Scared Season 6 GIF by Curb Your Enthusiasm


ROUND ONE - BRISBANE
Both teams come out sluggishly in a sloppy first half. Commentators remark that this isn't one for the time capsule as both teams struggle to get going. We cop a couple of injuries. We have a strong third quarter getting to 4 goals up late in the term. From that point Brisbane switch on and kick the next 6 goals to 1. We lose comfortably despite having more possessions, inside 50s, clearances and a greater disposal efficiency. Lycett towelled up in the ruck 52-26 by the big O and Darcy Fort.

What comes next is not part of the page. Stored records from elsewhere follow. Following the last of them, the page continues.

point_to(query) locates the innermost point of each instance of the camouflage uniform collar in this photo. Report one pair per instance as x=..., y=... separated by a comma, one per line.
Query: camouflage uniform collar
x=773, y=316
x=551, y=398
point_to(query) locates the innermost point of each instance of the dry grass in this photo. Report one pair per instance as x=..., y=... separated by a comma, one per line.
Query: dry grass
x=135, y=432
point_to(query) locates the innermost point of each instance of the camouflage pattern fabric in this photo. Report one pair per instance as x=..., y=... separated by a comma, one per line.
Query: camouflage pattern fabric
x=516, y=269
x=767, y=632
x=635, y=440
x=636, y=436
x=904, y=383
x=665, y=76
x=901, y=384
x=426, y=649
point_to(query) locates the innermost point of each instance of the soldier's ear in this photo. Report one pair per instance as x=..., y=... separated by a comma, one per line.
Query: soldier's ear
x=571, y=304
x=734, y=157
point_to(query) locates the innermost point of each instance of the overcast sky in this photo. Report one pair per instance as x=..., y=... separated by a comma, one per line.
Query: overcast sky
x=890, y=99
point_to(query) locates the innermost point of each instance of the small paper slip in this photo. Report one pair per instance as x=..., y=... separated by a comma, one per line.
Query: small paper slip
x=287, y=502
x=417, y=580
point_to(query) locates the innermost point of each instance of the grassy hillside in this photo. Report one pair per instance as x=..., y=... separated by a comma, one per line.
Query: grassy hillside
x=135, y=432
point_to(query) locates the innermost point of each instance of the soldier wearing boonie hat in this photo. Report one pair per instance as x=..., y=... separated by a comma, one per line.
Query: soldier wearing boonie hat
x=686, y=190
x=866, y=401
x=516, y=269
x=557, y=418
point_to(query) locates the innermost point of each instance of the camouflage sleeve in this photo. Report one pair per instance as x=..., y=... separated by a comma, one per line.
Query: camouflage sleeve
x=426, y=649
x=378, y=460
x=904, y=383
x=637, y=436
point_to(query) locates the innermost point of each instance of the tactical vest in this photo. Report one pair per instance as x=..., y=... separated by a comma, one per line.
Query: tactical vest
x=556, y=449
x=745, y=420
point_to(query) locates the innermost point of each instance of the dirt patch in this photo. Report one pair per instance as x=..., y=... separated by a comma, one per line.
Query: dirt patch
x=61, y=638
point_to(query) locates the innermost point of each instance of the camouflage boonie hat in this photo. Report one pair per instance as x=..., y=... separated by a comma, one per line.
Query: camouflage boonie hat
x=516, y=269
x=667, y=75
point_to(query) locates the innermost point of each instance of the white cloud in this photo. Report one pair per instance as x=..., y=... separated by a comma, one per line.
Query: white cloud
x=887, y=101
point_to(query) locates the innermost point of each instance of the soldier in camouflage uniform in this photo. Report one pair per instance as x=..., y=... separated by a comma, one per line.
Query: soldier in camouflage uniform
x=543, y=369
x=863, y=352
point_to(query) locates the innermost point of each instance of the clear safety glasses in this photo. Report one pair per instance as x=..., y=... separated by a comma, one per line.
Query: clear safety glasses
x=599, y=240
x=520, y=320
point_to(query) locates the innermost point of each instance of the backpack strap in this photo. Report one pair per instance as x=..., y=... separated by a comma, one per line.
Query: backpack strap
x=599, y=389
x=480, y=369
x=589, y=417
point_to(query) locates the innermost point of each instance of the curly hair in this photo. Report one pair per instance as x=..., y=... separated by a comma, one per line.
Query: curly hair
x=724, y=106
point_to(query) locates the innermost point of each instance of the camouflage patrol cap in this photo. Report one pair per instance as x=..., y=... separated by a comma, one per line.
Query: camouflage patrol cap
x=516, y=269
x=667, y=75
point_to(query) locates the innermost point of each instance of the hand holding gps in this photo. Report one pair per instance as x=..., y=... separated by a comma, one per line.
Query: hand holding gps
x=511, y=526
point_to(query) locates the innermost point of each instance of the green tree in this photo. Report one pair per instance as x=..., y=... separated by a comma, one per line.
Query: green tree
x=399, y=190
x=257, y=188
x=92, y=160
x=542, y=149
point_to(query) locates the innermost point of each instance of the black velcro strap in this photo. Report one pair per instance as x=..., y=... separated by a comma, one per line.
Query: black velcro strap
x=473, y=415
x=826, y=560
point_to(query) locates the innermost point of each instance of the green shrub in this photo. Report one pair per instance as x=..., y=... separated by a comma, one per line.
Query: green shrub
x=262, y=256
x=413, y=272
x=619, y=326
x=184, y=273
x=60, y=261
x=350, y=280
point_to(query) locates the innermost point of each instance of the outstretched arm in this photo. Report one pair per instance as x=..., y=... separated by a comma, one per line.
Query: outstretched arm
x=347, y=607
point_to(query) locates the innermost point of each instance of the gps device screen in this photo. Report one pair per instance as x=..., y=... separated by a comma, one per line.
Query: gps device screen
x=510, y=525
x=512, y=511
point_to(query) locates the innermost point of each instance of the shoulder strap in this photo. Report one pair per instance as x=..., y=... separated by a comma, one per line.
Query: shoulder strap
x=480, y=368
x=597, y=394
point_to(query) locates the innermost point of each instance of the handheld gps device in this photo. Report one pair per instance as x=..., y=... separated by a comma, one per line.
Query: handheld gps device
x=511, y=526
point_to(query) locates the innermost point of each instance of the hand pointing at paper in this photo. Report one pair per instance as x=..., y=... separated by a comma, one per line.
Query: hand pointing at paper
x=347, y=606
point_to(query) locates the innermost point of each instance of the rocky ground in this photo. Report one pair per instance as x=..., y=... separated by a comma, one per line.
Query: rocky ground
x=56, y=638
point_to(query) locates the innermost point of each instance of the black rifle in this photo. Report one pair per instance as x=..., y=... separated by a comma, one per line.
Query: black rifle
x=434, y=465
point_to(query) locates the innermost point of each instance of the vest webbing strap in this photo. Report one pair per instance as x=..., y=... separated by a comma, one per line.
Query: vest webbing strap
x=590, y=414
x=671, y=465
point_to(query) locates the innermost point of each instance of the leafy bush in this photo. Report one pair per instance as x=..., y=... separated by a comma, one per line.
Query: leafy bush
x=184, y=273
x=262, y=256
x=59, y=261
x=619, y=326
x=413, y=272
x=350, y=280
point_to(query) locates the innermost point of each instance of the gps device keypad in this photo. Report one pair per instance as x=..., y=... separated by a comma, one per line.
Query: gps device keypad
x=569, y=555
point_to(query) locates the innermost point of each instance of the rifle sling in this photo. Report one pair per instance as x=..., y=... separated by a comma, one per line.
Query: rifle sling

Ken seems pleased. Brisbane are big and scary and they always beat us. We got kinda close, so that's good enough. "We'll win more than we lose if we play like that". No mention of the 5 goals to 1 Brisbane kicked in the last. No acknowledgement that Brisbane actually played like trash for basically 3 quarters of the game and 30 minutes of effort was all it took.

british GIF by Late Night with Seth Meyers


ROUND 2 - HAWTHORN
Oh boy. A tribute match for arguably our greatest ever legend. The broadcast team does its absolute best to honour the occasion by basically completely ignoring it, other than a couple of throwaway lines during the intro. We start off with a classic Hinkley goalless quarter. We lose by 64 points despite:
  • 74 more disposals
  • 12 more inside 50s
  • 24(!) more clearances
  • 5% greater disposal efficiency
  • 19 more tackles
  • 8 more contested possessions
Lycett absolutely towelled up in the ruck against Ned Reeves and the ghost of Big Boy McEvoy. We lose hitouts 29-53.
We go to the bottom of the ladder.


Jim Halpert Reaction GIF


ROUND 3 - ADELAIDE
Big test this week as we come up against the Adelaide juggernaut who have won 10 of their last 46 games. We lead comfortably for 90% of the game before losing in the last minute or two. Absolute gun forwards Elliott Himmelberg and Lachlan Gollant kick 8 goals (Both now confined to the SANFL behind superstars Darcy Fogarty, the old racist, and Riley ThrillHO). How'd big Scotty Lycett go? Lost the hitouts 45-29 to Reilly O'Brien? Oh ok.
The Brilliant Mind™ of Ken Hinkley says he still has faith we can make the finals. (For those playing at home this is a team declared Grand Final or bust)


blink-182 wtf GIF


ROUND 4 - MELBOURNE
Where to start? With the loser coach talking up the opposition as a big challenge and borderline unbeatable in the lead up to the game? How'd we go? Ken comes in with a loser plan of trying to clog the game up as much as possible because he doesn't want to be embarrassed by a big a loss. At this point it's all about Ken trying to keep his ******* job.
We roll out a classic Hinkley goalless first quarter then back it up with another goalless quarter to achieve the rare goalless half (History here in the making!). There's a genuine vibe in the air that we may not score a goal for the entire game. Eventually we slot one near the end of the third quarter. Happy days. Melbourne put the cue in the rack as we score the last 3 goals of the game as we narrowly avoid setting all kinds of records for shittest team ever.
Brilliant Mind™ manages to orchestrate 1 goal from our first 40 inside 50s despite us having 50 more disposals than Melbourne for the game. Just brilliant strategic work. If we chip the ball around in the back half pointlessly, they can't score! Absolute genius stuff.
How'd big Scooter go this week? Oh, lost the hitouts, got 10 touches and his opponent was BOG? No worries.
Ken is still "Bullish" on our finals prospects.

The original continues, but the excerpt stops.